On valuation grounds, Ord Minnett upgrades to Buy from Accumulate.

Elsewhere, Buy-rated Citi does not rule out event-driven holders exiting after the failed bid. Should these flows unwind slowly amid buyer hesitation, it’s felt the stock could drift further below its fundamental value.

Citi analysts highlight the challenge of persuading investors that stronger cash flow visibility and progress in de-risking growth projects can help offset, at least in part, the absence of a takeover premium.

Jarden expects shareholders to be bruised by the abrupt withdrawal of the takeover offer and to question the board’s recent negotiation tactics. 

Key risks to this broker’s Underweight rating include stronger-than-expected oil and LNG prices, lower capital costs at Barossa and in Alaska, and faster project execution.

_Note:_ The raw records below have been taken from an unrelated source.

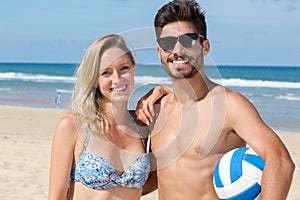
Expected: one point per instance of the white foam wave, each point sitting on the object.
(258, 83)
(151, 80)
(5, 89)
(35, 77)
(288, 97)
(64, 91)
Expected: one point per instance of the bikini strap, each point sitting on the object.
(87, 141)
(141, 136)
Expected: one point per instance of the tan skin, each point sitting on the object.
(67, 145)
(200, 122)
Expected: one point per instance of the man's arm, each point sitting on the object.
(279, 169)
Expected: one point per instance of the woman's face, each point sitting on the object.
(116, 78)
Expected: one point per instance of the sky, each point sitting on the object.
(241, 32)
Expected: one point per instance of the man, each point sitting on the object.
(202, 120)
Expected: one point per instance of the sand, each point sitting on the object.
(25, 143)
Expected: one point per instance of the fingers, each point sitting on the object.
(142, 111)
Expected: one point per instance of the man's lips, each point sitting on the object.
(119, 89)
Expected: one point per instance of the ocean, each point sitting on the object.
(274, 91)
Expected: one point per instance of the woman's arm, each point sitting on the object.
(62, 152)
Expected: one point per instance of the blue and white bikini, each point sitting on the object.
(97, 173)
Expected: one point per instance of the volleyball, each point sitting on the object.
(238, 175)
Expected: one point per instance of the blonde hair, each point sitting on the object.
(86, 101)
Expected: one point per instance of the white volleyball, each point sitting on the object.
(238, 174)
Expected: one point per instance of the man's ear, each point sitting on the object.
(206, 47)
(159, 51)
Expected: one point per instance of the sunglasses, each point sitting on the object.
(187, 40)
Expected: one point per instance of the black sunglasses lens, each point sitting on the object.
(188, 40)
(167, 43)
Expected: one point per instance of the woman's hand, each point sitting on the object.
(145, 107)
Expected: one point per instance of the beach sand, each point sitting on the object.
(25, 143)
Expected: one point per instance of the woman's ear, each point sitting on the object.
(206, 47)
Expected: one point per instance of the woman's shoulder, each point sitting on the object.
(67, 126)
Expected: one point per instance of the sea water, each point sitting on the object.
(274, 91)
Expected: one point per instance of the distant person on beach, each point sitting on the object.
(202, 120)
(99, 150)
(58, 100)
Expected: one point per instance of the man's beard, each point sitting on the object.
(180, 75)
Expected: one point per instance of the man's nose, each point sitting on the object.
(178, 48)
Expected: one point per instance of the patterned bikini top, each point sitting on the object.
(97, 173)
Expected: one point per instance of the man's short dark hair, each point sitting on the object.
(180, 10)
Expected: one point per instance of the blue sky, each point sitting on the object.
(241, 32)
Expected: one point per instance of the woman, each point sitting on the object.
(98, 150)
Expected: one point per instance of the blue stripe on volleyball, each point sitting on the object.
(255, 160)
(248, 194)
(217, 178)
(236, 170)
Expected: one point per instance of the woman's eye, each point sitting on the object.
(105, 73)
(124, 68)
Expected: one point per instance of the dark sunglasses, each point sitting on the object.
(187, 40)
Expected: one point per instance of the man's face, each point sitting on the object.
(181, 62)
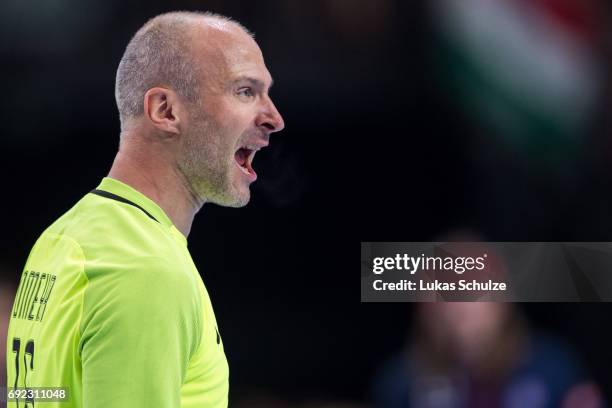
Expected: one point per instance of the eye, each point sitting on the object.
(246, 92)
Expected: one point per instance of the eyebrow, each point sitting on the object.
(253, 81)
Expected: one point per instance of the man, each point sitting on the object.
(110, 306)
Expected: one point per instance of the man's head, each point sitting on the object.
(196, 86)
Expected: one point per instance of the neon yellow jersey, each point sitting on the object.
(112, 308)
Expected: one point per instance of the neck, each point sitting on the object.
(144, 167)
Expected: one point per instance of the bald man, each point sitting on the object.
(111, 308)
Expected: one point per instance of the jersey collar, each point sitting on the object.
(122, 190)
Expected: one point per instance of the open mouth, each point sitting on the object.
(244, 158)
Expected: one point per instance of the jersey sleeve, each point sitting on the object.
(139, 328)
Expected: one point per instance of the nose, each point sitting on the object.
(270, 118)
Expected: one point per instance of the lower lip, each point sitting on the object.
(251, 175)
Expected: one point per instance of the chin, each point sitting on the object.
(236, 199)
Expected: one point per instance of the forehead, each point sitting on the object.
(226, 53)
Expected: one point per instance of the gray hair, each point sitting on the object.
(159, 55)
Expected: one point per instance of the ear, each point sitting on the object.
(163, 108)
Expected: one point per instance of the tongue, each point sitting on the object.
(241, 156)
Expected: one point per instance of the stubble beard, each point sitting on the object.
(207, 162)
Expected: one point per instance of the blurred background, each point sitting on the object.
(405, 121)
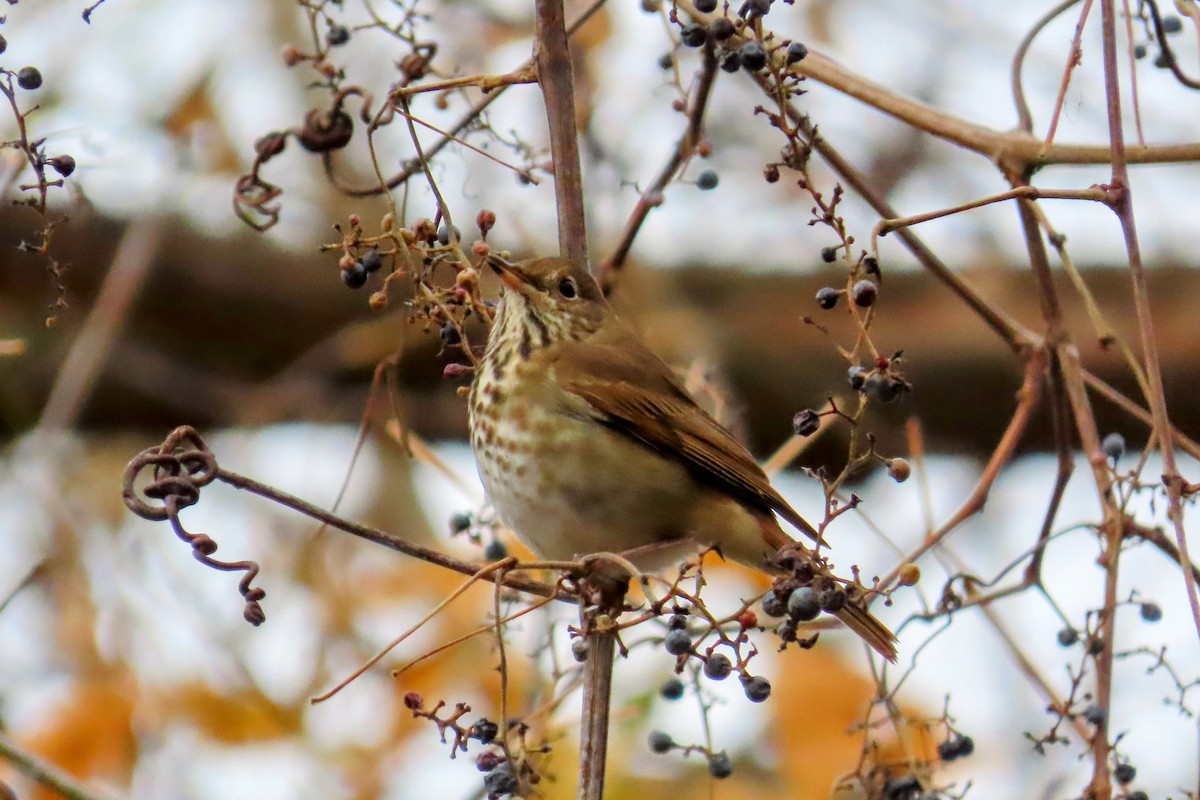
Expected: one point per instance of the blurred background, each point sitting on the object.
(126, 665)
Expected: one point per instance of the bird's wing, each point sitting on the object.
(635, 392)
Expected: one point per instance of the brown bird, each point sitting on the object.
(587, 441)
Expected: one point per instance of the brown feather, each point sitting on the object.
(633, 390)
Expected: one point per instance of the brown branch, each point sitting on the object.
(46, 774)
(1073, 60)
(1015, 335)
(594, 722)
(1025, 119)
(91, 347)
(451, 136)
(1108, 392)
(1027, 401)
(1017, 150)
(1123, 209)
(652, 197)
(1026, 192)
(553, 59)
(388, 540)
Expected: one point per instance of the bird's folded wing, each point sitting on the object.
(635, 392)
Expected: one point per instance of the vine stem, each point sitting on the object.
(594, 723)
(553, 60)
(1122, 206)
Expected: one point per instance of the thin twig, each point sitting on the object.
(47, 774)
(594, 725)
(653, 196)
(89, 352)
(1123, 208)
(553, 59)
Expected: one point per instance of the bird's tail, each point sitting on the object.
(871, 630)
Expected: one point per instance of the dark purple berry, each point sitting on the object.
(756, 689)
(489, 761)
(450, 335)
(1113, 446)
(754, 56)
(371, 260)
(29, 78)
(355, 276)
(864, 294)
(803, 605)
(903, 788)
(1096, 715)
(694, 35)
(832, 599)
(63, 164)
(751, 8)
(671, 689)
(805, 422)
(718, 667)
(880, 388)
(677, 642)
(485, 731)
(720, 765)
(501, 781)
(660, 741)
(773, 605)
(337, 35)
(827, 298)
(580, 649)
(720, 29)
(957, 747)
(444, 234)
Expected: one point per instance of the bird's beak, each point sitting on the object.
(511, 275)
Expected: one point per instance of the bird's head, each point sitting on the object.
(555, 299)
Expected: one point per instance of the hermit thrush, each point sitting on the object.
(587, 443)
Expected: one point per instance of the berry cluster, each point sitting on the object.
(479, 529)
(717, 666)
(720, 765)
(801, 596)
(733, 37)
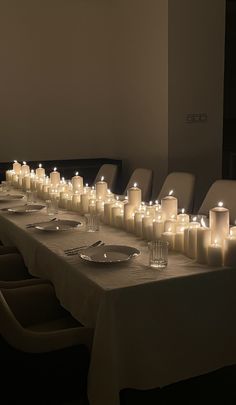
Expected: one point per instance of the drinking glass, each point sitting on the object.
(92, 222)
(52, 206)
(158, 254)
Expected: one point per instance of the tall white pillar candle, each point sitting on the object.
(25, 169)
(101, 189)
(219, 223)
(134, 195)
(40, 171)
(203, 241)
(169, 206)
(77, 183)
(55, 177)
(215, 255)
(192, 239)
(16, 167)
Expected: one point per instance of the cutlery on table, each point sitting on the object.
(39, 223)
(73, 251)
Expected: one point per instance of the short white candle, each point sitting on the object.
(77, 183)
(134, 195)
(169, 206)
(183, 218)
(147, 227)
(219, 223)
(170, 238)
(230, 251)
(192, 239)
(101, 189)
(203, 241)
(215, 255)
(25, 169)
(40, 171)
(55, 177)
(16, 167)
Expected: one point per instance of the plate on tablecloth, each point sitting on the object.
(10, 197)
(58, 225)
(109, 254)
(24, 209)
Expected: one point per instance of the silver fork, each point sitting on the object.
(74, 251)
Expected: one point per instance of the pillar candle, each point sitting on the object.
(138, 216)
(77, 182)
(170, 225)
(128, 214)
(192, 239)
(169, 205)
(134, 195)
(25, 169)
(203, 241)
(147, 227)
(183, 218)
(158, 229)
(101, 189)
(230, 251)
(40, 171)
(55, 177)
(107, 216)
(169, 237)
(84, 203)
(219, 223)
(215, 255)
(16, 167)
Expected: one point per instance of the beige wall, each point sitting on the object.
(196, 74)
(54, 80)
(90, 78)
(140, 82)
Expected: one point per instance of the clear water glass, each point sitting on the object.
(92, 222)
(52, 206)
(158, 254)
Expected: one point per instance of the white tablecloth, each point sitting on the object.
(152, 328)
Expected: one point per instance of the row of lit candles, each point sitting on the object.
(215, 245)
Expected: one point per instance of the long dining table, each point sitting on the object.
(151, 327)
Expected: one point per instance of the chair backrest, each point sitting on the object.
(182, 184)
(110, 173)
(143, 177)
(221, 190)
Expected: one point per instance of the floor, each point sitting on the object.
(215, 388)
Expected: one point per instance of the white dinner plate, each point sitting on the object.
(109, 254)
(58, 225)
(10, 197)
(25, 209)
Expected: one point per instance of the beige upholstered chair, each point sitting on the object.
(220, 190)
(143, 177)
(110, 173)
(182, 184)
(44, 350)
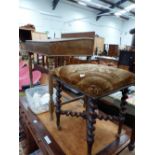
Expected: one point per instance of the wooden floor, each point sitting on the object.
(127, 152)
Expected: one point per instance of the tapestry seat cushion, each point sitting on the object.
(94, 79)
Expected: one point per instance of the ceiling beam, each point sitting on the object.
(112, 4)
(55, 3)
(132, 1)
(86, 5)
(99, 15)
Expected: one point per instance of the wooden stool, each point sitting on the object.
(93, 81)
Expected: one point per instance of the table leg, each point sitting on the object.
(90, 108)
(58, 104)
(132, 139)
(30, 70)
(122, 110)
(51, 103)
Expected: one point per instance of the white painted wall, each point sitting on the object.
(126, 36)
(68, 18)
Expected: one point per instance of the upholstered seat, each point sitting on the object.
(93, 79)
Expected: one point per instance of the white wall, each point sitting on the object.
(126, 36)
(69, 18)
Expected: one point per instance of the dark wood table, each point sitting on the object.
(38, 129)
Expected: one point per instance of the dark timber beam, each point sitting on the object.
(112, 4)
(55, 3)
(99, 15)
(119, 3)
(87, 5)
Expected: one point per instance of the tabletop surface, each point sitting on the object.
(59, 40)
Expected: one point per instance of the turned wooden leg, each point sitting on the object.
(132, 139)
(30, 70)
(122, 110)
(90, 109)
(58, 104)
(51, 103)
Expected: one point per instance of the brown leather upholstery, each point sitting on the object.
(93, 79)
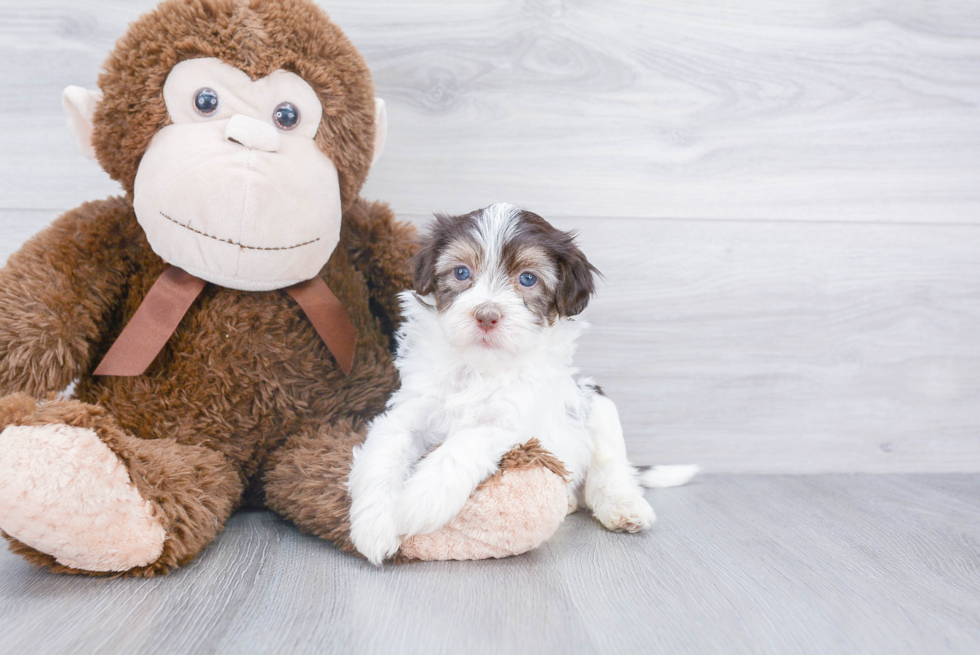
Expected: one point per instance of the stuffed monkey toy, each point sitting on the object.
(227, 321)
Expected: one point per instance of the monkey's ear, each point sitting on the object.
(380, 129)
(577, 281)
(79, 106)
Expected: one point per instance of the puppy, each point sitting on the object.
(485, 357)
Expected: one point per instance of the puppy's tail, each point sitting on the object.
(660, 477)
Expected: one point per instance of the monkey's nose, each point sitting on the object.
(252, 133)
(487, 317)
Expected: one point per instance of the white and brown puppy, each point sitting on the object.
(485, 357)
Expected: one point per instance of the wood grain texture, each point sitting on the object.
(777, 346)
(840, 336)
(745, 564)
(811, 110)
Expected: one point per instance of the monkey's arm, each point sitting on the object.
(58, 292)
(380, 248)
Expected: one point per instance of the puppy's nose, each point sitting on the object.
(487, 317)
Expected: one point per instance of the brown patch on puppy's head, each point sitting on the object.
(449, 239)
(255, 36)
(497, 245)
(535, 243)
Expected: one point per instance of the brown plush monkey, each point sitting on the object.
(257, 292)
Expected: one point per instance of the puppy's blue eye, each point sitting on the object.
(206, 101)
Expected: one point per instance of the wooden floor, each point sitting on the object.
(784, 197)
(882, 564)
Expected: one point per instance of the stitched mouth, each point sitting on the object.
(235, 243)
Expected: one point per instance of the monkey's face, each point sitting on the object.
(235, 190)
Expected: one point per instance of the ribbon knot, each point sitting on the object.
(176, 290)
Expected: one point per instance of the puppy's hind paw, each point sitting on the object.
(625, 514)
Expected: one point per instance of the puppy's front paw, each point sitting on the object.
(625, 513)
(423, 509)
(375, 535)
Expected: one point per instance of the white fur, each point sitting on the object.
(477, 395)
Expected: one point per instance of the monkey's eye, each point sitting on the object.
(206, 101)
(285, 116)
(528, 279)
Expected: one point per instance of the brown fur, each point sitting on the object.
(257, 37)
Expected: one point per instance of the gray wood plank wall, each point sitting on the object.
(784, 197)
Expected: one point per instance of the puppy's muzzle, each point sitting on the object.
(487, 316)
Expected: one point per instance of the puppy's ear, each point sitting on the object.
(576, 279)
(427, 256)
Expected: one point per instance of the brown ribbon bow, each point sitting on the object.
(175, 291)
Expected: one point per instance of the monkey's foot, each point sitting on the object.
(515, 510)
(64, 493)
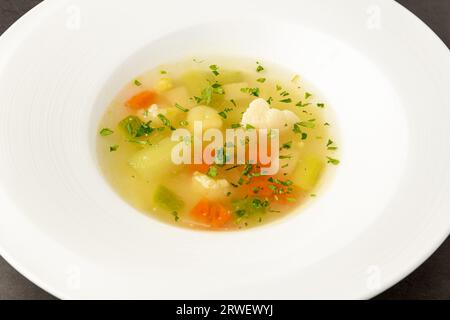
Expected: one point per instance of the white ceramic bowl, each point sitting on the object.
(384, 73)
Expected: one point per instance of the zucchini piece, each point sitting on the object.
(130, 126)
(308, 172)
(154, 161)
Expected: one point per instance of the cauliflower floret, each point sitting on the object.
(261, 116)
(212, 189)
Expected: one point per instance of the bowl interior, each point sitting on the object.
(54, 181)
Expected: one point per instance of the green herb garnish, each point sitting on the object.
(259, 68)
(181, 108)
(166, 121)
(252, 91)
(106, 132)
(214, 68)
(212, 172)
(333, 161)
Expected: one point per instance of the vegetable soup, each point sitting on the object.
(137, 139)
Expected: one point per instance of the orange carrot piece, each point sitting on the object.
(142, 100)
(212, 214)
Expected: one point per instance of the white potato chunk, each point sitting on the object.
(261, 116)
(207, 115)
(151, 113)
(212, 189)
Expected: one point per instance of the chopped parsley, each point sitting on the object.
(214, 68)
(181, 107)
(252, 91)
(302, 105)
(113, 148)
(259, 67)
(330, 145)
(176, 216)
(212, 172)
(287, 145)
(166, 121)
(106, 132)
(333, 161)
(310, 124)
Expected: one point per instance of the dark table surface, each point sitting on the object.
(429, 281)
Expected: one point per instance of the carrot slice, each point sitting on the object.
(212, 214)
(142, 100)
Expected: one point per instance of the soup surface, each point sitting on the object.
(136, 143)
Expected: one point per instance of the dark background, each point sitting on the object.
(429, 281)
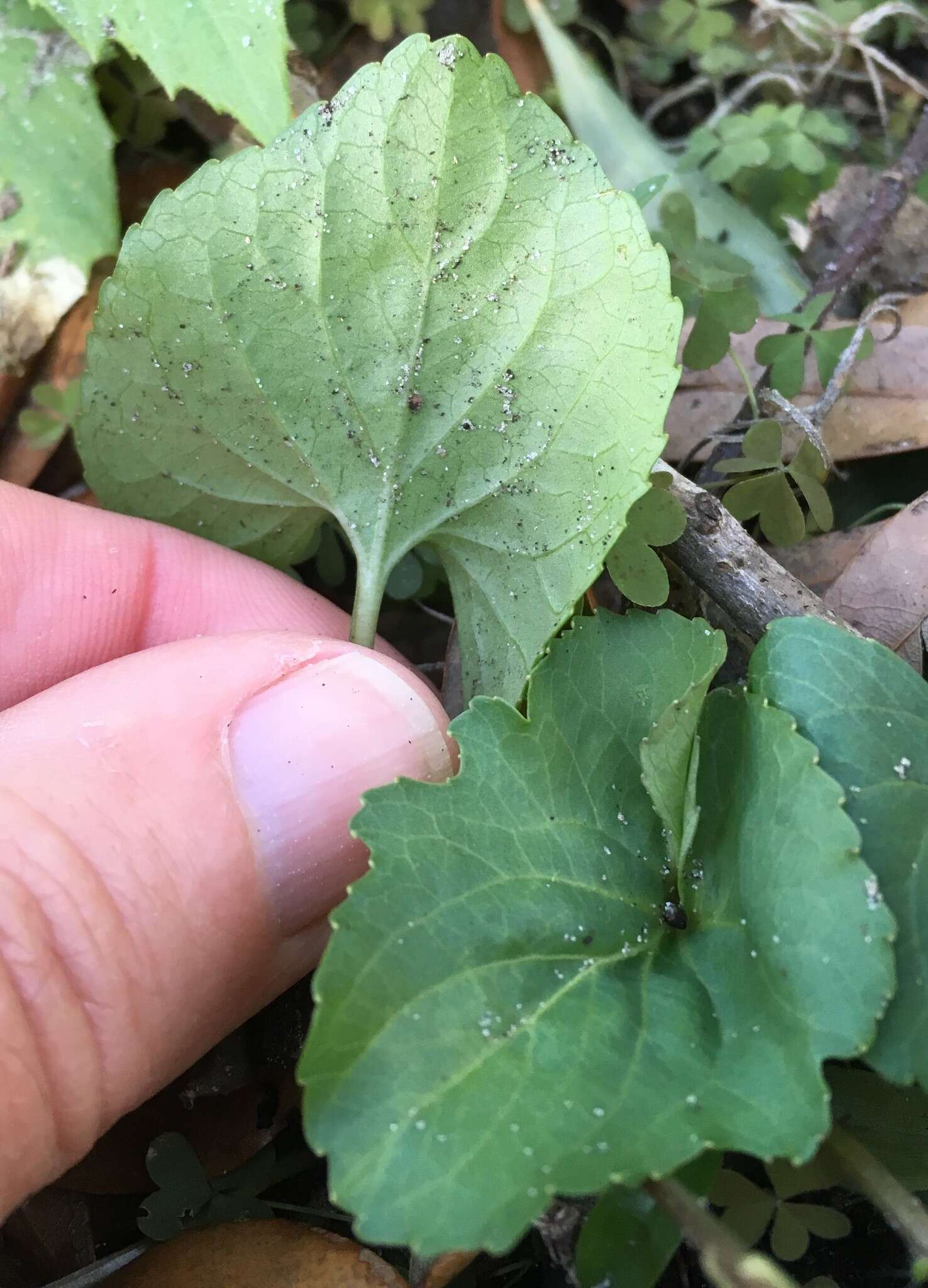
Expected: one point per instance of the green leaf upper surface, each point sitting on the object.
(868, 713)
(423, 309)
(504, 1014)
(56, 147)
(231, 52)
(629, 1238)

There are six daily monitored brokers in the FNArena database researching Santos including four equivalent Buys, one Hold, and Morgans’ Trim rating. Note: UBS is yet to refresh its research following the withdrawn bid.

The average target has retreated to $7.80 from $8.70, implying nearly 16% upside to the $6.74 closing share price on September 23.

Outside of daily coverage, Jarden downgraded to Underweight from Overweight, while RBC Capital upgraded to Outperform from Sector Perform with targets of $7.05 and $7.75, respectively.